NOK


Nokia Corporation, a worldwide manufacturer and seller of mobile devices as well as Internet and digital mapping and navigation services provider, reported that it anticipated lower second quarter and full year sales, made the mobile phone maker shares tumbled more than 14.00% on the New York Stock Exchange.
The company disclosed that several factors played their role in contributing to the depressed sales expectations, included lowering demand in China and Europe, a shift in consumer’s buying habits towards lower priced phones and increased discounts offered by Nokia.
Nokia Corporation (NYSE:NOK) proclaimed that second quarter sales in its devices and services division, would not meet up the range of $8.80 billion to $9.5 billion that it estimated in April. In addition, its operating margin would be below than 6.00% to 9.00% range, it had previously expected.

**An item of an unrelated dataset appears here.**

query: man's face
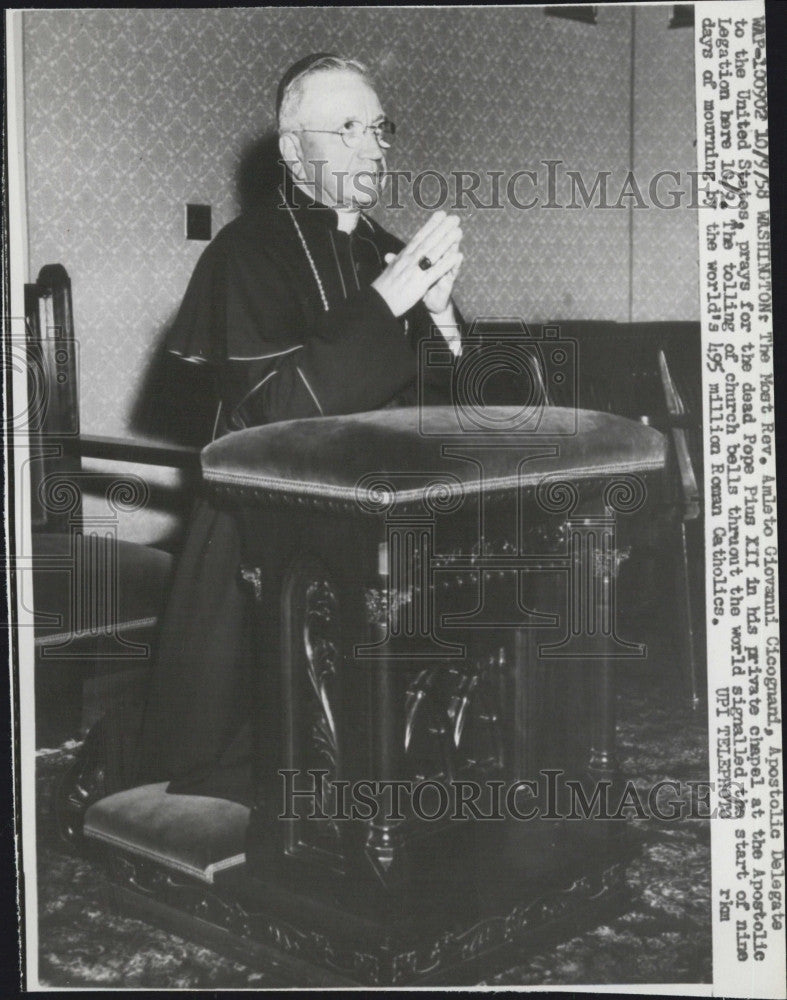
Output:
[288,70,385,208]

With intimations of limited visibility, the firm had reported that the adjusted operating margins could be around break even.
The Finland based company stated that strong competition, market trends and a shift toward cheaper devices were factors affecting Nokia’s outlook.
NOK announced that its previous quarterly and annual forecasts were no longer valid, and it would not issue any further whole year guidance for the rest of 2011 as it asked investors to ignore previously reported third and fourth quarter targets and also the full year expectations.
President and CEO of Nokia, Stephen Elop, said that company had been undergoing some hits during the changeover period and Nokia must switch toward a smoother and faster one.
Elop added that its first product with the Windows Phone operating system would probably ship in the fourth quarter, while Nokia would announce its existing quarter financial results on July 21.